= Hurlbat =

Historical weapon

A hurlbat (or whirlbat, whorlbat) is a weapon of unclear original definition. Older reference works refer to it largely as a type of club, either held in the hand or thrown. Modern usage appears to refer to a type of throwing axe.

==Historical references==
- Hurlebat, Hurlebatte and Hurlebadde are documented as a by-name in English patent rolls as early as 1305, and are attested namely in Berkshire, Essex and Hampshire (i.e., the historical Essex and eastern Wessex) at least until the early 15th century.
- About 1440–1450, the hurlebatte was mentioned in Jacob's Well: An English Treatise on the Cleansing of Man's Conscience, in the context of leisurely swordsmanship: "[P]leying at þe two hande swerd, at swerd & bokelere, & at two pyked staf, at þe hurlebatte [...]."
- The 1538 Dictionary of syr Thomas Elyot knyght uses hurlebatte to translate a Latin word, and describes a throwing/retrieving action: "Adides, short battes of a cubyte longe and an halfe, hauynge pikes of yron in theym, and were tyed to a lyne, that whanne they were throwen, he that did cast thẽ, mought plucke them agayn vnto him, hurlebattes." Adides is a misreading or printing error of aclides (see aklys).
- Thomas Blount's 1707 English dictionary Glossographia Anglicana Nova defined whorlbat as "a kind of Gauntlet with Straps and leaden Plummets, uſed by the ancient Heroes in their ſolemn Games and Exerciſes." (i.e., a cestus).
- An 1837 edition of the Samuel Johnson dictionary simply defined hurlbat (or whirlbat) as "a weapon".
- The 1854 edition of John Craig's dictionary defined hurlbat/whirlbat as "an old kind of weapon".
- The 1856 German-English dictionary of Johann Gottfried Flügel defined whirlbat (or hurlibat) as a club that is swung, such as a mace.
- In 1881, surnames derived from the by-name of 500 years ago were uncommon, and attested mainly throughout North West England to the Midlands (Hurlbutt), in Leicester (Hurlbert, Hurlburt and Hurlbut), Surrey (Hurlbatt) and Tynemouth (Harlbut).
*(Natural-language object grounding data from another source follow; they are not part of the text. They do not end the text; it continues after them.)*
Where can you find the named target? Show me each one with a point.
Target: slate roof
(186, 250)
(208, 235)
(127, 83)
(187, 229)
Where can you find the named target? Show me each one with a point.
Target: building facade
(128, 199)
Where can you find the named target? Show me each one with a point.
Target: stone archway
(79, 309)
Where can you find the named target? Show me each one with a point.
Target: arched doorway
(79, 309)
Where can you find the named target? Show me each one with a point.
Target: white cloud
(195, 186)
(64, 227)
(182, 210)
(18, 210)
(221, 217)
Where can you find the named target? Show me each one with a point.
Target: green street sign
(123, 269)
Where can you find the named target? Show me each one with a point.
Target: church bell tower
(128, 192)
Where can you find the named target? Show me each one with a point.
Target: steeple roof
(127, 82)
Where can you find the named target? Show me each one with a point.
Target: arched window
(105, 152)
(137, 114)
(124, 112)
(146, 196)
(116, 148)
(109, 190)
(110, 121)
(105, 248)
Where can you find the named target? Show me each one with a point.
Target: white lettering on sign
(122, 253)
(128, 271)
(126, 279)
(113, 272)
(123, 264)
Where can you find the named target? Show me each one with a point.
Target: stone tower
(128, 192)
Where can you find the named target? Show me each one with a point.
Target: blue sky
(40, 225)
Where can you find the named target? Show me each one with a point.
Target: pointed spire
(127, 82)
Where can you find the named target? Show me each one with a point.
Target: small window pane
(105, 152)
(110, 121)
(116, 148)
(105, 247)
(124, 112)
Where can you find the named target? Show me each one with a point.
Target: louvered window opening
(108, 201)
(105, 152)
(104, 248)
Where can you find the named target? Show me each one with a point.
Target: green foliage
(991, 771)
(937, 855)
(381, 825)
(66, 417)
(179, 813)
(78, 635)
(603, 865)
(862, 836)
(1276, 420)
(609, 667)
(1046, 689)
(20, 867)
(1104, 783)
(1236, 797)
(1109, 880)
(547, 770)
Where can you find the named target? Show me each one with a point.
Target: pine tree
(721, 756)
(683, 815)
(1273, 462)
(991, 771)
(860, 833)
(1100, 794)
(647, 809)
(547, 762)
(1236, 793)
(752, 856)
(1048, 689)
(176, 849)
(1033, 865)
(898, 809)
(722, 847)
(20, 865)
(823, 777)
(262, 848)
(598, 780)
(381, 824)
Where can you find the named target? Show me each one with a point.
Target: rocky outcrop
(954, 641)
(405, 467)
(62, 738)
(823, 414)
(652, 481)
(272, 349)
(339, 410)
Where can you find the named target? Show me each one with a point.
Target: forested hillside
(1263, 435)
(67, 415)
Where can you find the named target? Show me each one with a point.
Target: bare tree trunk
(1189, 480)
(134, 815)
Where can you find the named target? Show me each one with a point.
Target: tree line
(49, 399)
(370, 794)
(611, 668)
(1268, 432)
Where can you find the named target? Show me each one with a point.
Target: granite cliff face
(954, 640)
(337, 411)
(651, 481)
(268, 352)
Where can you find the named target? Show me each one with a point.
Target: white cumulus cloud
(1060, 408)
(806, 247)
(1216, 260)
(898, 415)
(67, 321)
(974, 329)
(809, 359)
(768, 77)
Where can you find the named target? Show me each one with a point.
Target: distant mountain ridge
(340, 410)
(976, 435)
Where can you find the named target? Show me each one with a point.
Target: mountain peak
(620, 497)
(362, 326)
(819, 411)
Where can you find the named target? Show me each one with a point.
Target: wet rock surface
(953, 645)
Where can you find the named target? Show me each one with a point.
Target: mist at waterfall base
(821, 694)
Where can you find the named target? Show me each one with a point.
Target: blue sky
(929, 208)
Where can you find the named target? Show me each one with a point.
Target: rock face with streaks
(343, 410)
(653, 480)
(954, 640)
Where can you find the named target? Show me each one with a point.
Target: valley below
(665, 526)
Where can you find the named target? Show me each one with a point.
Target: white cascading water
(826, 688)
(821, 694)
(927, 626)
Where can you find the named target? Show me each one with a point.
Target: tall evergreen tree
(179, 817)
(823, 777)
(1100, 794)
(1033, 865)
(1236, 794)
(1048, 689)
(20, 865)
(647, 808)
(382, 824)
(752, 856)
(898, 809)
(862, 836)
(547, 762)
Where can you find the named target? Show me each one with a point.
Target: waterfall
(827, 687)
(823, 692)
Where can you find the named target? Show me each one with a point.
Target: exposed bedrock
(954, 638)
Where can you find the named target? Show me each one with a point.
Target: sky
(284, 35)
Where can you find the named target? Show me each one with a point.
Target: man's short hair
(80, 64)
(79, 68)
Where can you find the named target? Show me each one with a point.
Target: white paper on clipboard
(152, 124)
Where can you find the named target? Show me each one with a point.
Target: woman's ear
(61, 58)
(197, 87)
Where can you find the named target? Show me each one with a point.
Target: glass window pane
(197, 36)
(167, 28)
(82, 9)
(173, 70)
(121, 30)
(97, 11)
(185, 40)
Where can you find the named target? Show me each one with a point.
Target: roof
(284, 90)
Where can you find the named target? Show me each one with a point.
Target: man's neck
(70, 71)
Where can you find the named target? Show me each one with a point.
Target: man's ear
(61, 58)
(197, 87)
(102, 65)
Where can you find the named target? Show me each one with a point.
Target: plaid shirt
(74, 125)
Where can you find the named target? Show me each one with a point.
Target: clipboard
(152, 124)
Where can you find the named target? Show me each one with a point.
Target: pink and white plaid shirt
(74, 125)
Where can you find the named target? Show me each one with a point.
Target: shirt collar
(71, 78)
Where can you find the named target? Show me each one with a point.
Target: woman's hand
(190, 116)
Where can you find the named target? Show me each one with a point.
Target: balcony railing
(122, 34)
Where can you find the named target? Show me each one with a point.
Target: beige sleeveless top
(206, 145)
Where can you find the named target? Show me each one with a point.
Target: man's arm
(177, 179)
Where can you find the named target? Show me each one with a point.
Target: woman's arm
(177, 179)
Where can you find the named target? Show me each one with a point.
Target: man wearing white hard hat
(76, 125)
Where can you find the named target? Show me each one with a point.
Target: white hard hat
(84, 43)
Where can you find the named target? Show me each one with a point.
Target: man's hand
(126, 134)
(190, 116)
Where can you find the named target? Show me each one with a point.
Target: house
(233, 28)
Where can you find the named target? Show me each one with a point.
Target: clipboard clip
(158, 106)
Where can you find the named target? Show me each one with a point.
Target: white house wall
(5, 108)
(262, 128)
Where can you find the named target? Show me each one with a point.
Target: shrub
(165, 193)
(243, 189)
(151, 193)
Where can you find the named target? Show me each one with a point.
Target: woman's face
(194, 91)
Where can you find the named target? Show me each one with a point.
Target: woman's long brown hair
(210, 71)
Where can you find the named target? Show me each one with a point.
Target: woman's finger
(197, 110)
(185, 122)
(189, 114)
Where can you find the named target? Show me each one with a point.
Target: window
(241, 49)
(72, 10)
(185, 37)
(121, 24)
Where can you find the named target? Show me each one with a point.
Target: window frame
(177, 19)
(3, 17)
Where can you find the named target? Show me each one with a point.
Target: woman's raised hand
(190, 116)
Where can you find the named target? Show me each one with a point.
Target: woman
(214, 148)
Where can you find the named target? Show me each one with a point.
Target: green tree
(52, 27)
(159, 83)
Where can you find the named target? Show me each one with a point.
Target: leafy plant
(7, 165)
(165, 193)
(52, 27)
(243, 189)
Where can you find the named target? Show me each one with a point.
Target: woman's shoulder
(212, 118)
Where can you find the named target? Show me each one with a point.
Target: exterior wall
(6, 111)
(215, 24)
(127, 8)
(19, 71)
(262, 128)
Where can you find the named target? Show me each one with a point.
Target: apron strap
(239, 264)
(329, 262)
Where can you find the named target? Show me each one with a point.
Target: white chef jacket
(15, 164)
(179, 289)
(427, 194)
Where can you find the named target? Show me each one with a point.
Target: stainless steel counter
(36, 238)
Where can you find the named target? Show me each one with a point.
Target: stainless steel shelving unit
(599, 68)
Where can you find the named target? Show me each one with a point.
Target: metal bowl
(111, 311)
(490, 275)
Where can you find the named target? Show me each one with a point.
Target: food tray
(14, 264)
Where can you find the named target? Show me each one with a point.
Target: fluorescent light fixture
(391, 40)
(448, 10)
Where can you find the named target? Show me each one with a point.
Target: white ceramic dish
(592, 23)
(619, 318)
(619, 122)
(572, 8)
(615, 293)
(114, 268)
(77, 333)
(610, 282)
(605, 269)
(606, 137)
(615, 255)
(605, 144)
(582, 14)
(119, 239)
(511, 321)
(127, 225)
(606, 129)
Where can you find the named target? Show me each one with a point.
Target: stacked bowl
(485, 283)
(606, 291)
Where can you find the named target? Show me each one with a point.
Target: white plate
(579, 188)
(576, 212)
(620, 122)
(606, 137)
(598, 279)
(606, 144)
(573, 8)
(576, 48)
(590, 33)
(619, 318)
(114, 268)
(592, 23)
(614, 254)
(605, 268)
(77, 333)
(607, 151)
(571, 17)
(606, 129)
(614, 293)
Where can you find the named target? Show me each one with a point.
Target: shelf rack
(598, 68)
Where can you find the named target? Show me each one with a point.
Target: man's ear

Except for Surrey, whose version is closest to the Medieval original, these regions are to the north of the name's distribution in the 14th-century.
- The 1911 Century Dictionary and Cyclopedia notes it to be "a kind of club or cudgel, so called because whirled around the head. It does not appear that such a weapon was thrown."

Thus, in the Middle Ages, the term referred to an aklys-type spiked club attached to a string, used for throwing and perhaps as target in swordsmanship training. After 1700, however, this meaning became quickly obscure, and eventually the hurlbat was imagined as a bludgeoning weapon that was swung, not thrown.